Suppose that we are not talking about any current dictionaries but one a bit more complete, with more examples of usage and meaning, something more precise about the context each word can be used in, something with phrases and idioms with specific meanings. This isn't terribly idealistic, just probably currently out of reach because of resources and desire.
First presume that we are given such a dictionary as a foreigner (the dictionary is written in our foreign language to help us know how to understand English). Then with the assumptions above I think it can be said that this augmented dictionary is the English language for the foreigner (yes, there are difficulties with translation, but not impossibilities and I'll presume that the assumptions above take care of these difficulties).

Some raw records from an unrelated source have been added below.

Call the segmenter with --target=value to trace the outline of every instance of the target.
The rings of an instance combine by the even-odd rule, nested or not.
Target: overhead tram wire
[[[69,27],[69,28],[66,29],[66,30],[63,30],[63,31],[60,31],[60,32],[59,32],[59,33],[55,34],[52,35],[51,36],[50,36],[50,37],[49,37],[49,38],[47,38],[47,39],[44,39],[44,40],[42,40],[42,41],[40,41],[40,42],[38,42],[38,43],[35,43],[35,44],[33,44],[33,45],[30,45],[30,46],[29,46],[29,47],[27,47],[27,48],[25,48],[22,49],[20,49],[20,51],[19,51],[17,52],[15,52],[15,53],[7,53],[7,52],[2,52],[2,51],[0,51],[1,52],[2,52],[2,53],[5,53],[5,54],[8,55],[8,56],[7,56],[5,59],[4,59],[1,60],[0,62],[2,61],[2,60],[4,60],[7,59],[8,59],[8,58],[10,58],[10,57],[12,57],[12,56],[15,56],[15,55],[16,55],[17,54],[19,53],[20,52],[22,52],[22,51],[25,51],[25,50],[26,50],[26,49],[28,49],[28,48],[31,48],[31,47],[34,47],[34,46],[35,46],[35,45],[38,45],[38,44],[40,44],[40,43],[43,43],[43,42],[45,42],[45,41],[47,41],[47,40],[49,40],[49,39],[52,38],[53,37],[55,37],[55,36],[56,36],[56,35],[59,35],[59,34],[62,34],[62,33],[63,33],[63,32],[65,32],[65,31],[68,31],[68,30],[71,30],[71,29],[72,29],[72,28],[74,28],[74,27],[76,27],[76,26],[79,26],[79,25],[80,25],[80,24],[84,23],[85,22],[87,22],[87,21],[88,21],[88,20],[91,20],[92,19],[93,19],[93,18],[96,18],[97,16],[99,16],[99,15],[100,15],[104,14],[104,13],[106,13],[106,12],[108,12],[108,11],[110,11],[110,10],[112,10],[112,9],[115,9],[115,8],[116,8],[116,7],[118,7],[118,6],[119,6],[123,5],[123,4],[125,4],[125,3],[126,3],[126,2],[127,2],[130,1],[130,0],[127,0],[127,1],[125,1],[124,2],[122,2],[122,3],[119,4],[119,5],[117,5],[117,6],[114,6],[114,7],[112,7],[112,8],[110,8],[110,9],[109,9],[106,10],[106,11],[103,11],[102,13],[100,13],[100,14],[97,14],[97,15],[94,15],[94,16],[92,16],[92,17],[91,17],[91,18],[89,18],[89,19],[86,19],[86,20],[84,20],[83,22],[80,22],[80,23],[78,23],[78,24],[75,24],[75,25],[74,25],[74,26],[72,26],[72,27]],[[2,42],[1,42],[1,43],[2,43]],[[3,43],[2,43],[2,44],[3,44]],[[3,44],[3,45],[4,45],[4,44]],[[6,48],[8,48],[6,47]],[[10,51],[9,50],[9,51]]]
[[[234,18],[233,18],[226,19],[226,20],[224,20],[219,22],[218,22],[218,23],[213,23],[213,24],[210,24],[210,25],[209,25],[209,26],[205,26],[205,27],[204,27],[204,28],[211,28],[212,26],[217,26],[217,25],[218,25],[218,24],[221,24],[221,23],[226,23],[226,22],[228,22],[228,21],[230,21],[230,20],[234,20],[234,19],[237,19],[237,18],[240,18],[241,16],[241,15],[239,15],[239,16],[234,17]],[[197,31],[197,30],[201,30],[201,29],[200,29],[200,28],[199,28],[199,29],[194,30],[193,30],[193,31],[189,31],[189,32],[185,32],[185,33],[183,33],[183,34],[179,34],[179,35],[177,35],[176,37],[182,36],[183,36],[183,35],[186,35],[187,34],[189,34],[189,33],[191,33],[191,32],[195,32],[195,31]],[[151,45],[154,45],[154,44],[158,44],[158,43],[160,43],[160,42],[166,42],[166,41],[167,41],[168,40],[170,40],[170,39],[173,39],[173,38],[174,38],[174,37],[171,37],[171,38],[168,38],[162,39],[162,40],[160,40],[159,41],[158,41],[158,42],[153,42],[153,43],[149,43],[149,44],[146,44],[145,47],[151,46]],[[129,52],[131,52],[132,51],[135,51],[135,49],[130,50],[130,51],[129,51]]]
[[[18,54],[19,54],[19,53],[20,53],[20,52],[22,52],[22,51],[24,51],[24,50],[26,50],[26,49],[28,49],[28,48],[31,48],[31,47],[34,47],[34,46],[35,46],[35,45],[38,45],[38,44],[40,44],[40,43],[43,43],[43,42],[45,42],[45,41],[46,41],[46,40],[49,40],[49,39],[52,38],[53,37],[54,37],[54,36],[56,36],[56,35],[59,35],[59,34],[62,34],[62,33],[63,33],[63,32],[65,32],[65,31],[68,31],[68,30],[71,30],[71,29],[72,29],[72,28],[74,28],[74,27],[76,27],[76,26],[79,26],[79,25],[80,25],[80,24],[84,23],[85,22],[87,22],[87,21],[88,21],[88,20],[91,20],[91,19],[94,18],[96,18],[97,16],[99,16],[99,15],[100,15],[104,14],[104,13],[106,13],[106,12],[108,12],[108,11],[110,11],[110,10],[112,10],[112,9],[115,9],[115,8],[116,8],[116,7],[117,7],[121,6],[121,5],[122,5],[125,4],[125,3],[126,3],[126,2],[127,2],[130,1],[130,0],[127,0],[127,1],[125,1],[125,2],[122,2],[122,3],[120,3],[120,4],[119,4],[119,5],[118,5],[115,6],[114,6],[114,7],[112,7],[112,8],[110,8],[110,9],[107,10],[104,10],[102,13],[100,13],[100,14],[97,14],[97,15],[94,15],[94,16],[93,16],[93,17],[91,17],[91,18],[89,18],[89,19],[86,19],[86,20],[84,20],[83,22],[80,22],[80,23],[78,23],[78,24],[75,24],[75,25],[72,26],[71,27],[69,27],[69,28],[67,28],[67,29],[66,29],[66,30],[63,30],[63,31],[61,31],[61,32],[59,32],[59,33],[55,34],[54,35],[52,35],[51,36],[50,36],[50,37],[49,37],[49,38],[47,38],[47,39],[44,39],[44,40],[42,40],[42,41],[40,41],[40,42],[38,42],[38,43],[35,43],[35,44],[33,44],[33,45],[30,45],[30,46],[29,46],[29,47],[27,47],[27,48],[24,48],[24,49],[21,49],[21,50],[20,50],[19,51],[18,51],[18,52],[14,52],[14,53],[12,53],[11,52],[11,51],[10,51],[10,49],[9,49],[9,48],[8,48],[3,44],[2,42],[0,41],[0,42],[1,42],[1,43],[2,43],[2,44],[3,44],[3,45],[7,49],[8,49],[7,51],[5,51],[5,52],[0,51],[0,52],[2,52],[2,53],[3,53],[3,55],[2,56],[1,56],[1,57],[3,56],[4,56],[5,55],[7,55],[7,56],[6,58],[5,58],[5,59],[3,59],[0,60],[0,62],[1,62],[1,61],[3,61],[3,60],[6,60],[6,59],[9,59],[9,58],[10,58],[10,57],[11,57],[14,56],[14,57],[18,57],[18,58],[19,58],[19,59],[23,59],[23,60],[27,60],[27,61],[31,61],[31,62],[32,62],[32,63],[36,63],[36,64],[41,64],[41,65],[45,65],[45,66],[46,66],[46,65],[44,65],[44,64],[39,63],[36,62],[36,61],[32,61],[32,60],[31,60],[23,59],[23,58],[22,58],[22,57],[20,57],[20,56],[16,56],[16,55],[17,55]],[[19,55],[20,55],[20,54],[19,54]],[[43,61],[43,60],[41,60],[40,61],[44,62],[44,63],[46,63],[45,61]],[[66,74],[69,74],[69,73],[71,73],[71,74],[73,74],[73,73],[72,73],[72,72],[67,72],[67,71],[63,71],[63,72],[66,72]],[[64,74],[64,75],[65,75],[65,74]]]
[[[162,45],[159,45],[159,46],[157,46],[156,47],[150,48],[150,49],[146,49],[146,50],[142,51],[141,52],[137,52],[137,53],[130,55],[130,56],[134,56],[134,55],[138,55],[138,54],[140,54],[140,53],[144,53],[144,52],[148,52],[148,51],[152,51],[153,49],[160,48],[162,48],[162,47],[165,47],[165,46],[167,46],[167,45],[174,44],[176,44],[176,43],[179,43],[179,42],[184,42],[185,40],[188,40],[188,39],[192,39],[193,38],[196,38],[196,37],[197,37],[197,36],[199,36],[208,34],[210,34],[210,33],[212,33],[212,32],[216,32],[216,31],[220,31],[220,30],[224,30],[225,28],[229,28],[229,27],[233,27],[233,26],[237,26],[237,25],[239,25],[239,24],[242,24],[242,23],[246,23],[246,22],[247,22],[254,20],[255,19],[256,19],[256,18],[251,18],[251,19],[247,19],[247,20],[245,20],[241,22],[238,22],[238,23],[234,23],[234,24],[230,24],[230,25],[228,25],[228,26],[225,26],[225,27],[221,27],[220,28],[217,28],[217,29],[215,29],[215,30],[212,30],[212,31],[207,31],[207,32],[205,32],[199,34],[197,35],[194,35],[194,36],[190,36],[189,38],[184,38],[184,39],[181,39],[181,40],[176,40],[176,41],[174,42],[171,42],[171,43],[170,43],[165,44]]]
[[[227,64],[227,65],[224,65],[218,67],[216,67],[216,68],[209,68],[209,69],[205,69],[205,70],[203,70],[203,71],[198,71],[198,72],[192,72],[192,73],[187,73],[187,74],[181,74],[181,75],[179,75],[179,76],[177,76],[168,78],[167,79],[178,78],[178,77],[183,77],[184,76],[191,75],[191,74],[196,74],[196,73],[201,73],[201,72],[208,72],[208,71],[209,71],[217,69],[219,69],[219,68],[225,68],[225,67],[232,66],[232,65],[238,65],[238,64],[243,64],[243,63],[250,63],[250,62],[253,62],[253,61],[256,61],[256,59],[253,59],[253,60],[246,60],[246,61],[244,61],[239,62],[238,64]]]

But instead, let's presume that it is self-defining, that the dictionary is in English, it is a definition of English in English. I don't see how this could be a definition of the language, because an understanding of English must be assumed to be able to interpret the definitions. There might be room for the 'cryptogram' idea, in the sense that the foreigner might be able to extract meaning out of the English definitions recursively and somehow extract meaning out of the circularity.
Those are just supposing we can solve the limitations of a dictionary.
But then also, even if individual words have every nuance explained, those words (or even phrases or idioms) are not the entirety of language. There are all the extra-lexical parts of a language: syntax and semantics.
And then there are all the extra-linguistic things, those not part of the spoken utterances but that surround them, the culture, the day-to-day interactions, and the economic and material climate, that restrict what is appropriate to say and what not. There's the anecdote about the professor who visits a country to give a highly technical lecture in full fluency, but can't even open his mouth to order in a cafe or talk to a child.
A dictionary is certainly a necessary component of a process to 'reconstruct' a language. And one could communicate passably in a language just spouting a set of words picked from a dictionary. But there is a lot more needed to define a language.